Covering Scottish politics has its moments, but going to Holyrood for a day’s work is not normally a cause for celebration.
But these are strange times.
After six months or so working from home, I took my first, tentative steps back to my office in the Scottish Parliament building.
In the pre-Covid era, I have to confess that I would have rarely anticipated a trip to the office with such mustard-like keenness.
But in these troubled times the trip up the road to Holyrood felt like an exciting departure from what has become the “new normal” for me and many others – sitting at home, plonked in front of a laptop, keeping in touch with parliament from afar.
Never before has a bus ride to work felt like a liberating experience. But this morning it did, even though I was wearing a face mask.
Would my parliamentary pass still work? Could I remember how to negotiate Holyrood’s formidable security system? And would my computer fire up properly in unfamiliar surroundings?

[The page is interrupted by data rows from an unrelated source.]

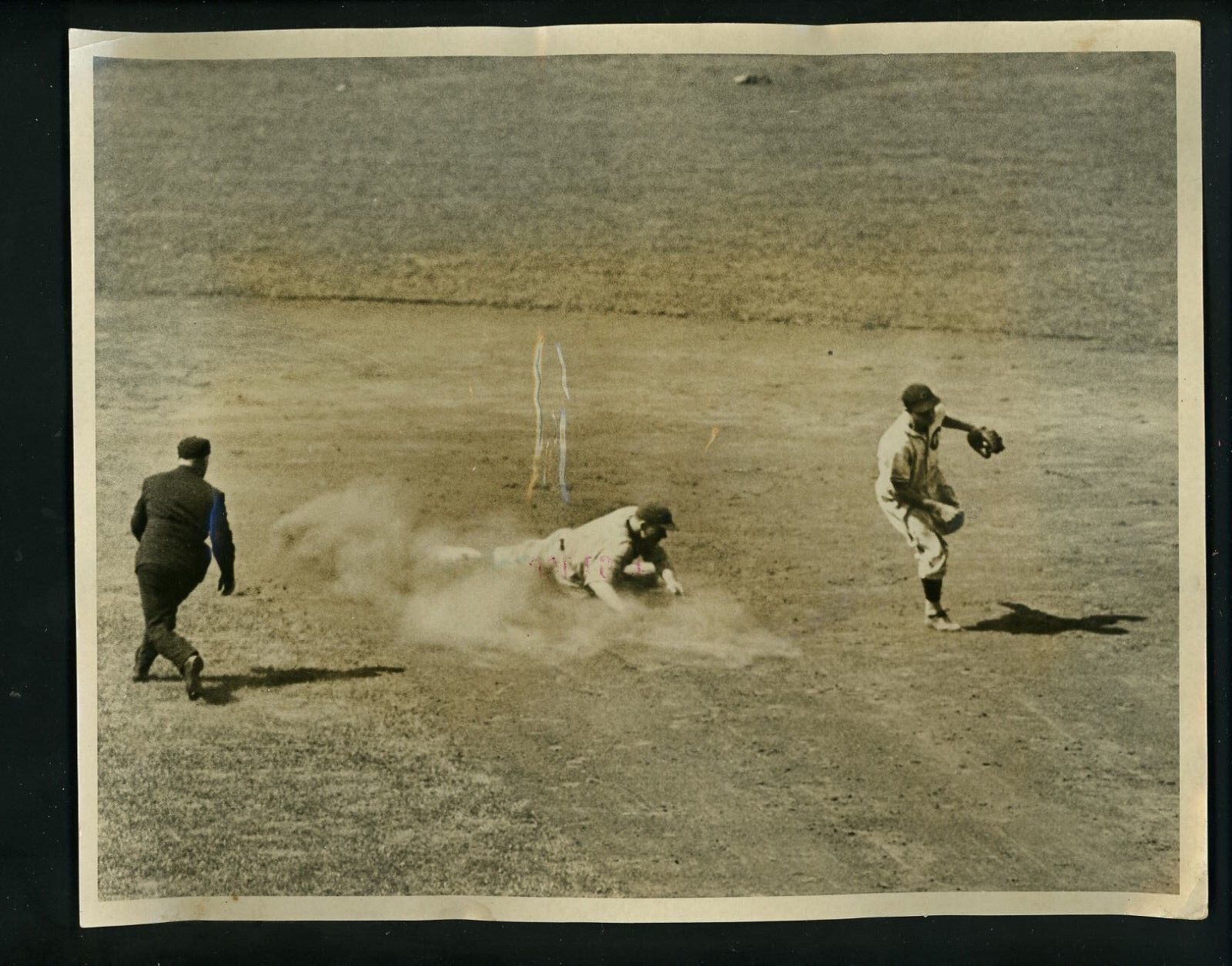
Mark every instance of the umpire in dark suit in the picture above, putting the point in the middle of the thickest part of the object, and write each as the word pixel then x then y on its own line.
pixel 174 516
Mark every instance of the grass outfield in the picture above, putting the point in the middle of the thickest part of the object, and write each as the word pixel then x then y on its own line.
pixel 1013 194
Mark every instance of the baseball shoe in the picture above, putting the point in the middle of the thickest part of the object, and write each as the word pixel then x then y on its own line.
pixel 940 621
pixel 191 672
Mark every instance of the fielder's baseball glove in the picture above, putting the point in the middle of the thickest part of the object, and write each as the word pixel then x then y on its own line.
pixel 986 441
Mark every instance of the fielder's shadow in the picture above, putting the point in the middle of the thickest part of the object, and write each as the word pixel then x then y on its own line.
pixel 221 689
pixel 1023 619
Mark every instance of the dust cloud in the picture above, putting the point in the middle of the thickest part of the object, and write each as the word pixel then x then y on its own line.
pixel 373 543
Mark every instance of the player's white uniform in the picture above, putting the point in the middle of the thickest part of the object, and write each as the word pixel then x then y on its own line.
pixel 595 552
pixel 911 457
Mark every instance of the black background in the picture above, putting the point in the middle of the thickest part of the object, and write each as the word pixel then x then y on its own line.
pixel 38 914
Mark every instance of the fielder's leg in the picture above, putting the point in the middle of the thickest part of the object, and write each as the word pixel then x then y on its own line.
pixel 932 556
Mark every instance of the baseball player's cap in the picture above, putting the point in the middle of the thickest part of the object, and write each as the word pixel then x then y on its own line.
pixel 657 514
pixel 194 447
pixel 918 395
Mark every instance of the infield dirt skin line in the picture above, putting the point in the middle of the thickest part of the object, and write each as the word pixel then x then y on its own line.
pixel 788 775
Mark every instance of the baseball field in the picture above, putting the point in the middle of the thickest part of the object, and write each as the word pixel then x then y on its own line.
pixel 338 272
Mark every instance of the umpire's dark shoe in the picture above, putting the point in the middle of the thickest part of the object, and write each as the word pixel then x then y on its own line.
pixel 191 672
pixel 142 663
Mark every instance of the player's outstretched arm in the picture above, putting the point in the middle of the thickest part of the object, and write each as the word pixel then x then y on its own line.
pixel 983 440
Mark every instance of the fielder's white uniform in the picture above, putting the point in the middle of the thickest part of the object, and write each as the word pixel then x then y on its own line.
pixel 907 456
pixel 597 552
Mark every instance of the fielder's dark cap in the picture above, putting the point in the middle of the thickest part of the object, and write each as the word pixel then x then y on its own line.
pixel 194 447
pixel 657 514
pixel 918 395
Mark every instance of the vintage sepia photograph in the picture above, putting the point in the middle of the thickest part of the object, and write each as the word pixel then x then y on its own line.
pixel 679 472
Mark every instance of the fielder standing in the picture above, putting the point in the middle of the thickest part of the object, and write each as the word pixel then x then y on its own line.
pixel 174 516
pixel 913 493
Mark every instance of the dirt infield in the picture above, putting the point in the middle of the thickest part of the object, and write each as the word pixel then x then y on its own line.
pixel 340 752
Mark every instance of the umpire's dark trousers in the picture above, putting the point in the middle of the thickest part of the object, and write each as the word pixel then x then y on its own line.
pixel 163 592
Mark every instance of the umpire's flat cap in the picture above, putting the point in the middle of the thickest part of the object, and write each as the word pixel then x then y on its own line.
pixel 656 514
pixel 918 395
pixel 194 447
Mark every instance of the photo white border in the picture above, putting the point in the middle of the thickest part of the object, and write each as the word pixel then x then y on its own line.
pixel 1180 37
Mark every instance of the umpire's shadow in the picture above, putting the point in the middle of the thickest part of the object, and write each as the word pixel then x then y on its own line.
pixel 221 689
pixel 1023 619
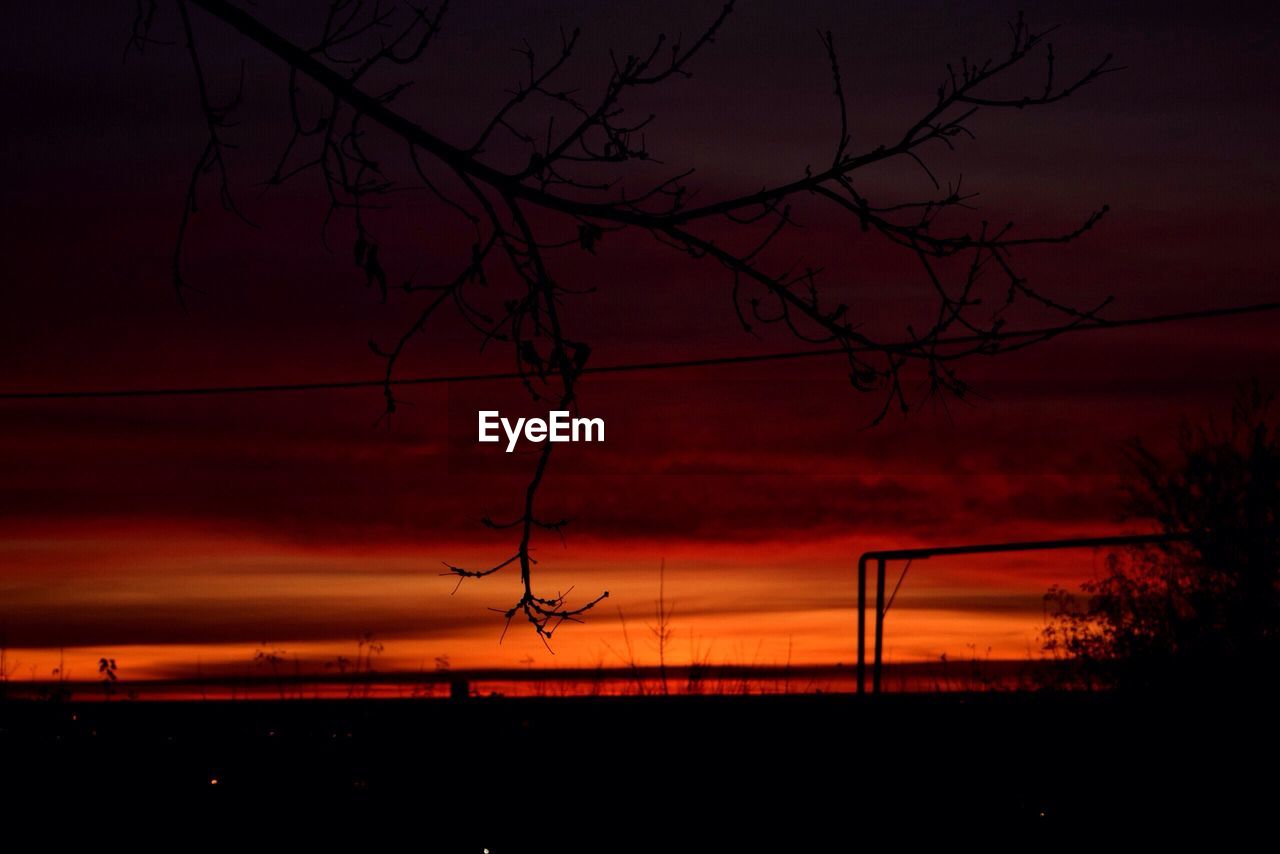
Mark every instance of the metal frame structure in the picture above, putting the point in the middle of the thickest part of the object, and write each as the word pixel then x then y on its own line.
pixel 882 557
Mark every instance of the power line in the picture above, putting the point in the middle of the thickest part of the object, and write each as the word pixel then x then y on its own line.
pixel 273 388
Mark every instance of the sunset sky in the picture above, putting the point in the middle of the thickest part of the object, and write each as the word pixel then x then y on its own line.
pixel 179 531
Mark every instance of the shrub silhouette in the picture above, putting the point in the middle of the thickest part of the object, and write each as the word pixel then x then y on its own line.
pixel 1197 613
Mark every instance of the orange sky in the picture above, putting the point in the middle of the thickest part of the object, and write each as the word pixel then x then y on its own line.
pixel 182 531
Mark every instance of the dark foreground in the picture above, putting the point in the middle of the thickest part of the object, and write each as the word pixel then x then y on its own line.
pixel 580 772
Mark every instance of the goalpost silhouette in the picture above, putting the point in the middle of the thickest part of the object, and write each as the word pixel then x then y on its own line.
pixel 883 557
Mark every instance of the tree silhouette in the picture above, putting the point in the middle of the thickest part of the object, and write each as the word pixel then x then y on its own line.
pixel 557 170
pixel 1198 612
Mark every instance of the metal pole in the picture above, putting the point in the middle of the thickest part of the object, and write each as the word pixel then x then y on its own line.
pixel 941 551
pixel 880 622
pixel 862 625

These silly thoughts crossed my mind as I walked down from Abbeyhill to the parliament.
The reason for the change of routine was that my name had come out of the hat when it came to allocating the socially distanced ring-side seats for journalists at the Alex Salmond inquiry. This was to provide the main political action of the day. It did not disappoint. The second appearance of Scotland’s most senior civil servant, Leslie Evans, in front of the committee provided some moments of drama. And it made a change to be able to eyeball the participants rather than staring blankly into a computer screen.
After emerging from the committee room, which had been rearranged to comply with physical distancing measures, it was almost – if not quite – an absolute pleasure to bump into the occasional MSP. After months of isolation, it made a pleasant change from speaking over the phone.

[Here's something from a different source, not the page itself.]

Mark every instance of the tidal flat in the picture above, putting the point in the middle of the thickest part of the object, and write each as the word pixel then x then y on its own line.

But despite this, there was little of the atmosphere that characterised Scotland’s cradle of democracy before the pandemic struck.
The obvious thing was that there were far fewer people than normal. “Hybrid working”, involving zoom calls for some members, was in operation in the chamber. The corridors had an eerie quality. The canteen was far from its usual bustling self. The downstairs bar of blessed memory was closed, although drinks were available in the larger restaurant. The hangers-on in the garden lobby were a pale imitation of the gossipy gatherings of old. In all, it felt rather like being dropped back at school a few days before the start of term.
Even so it did feel good to go to Holyrood for the day. Who knows when I’ll be back?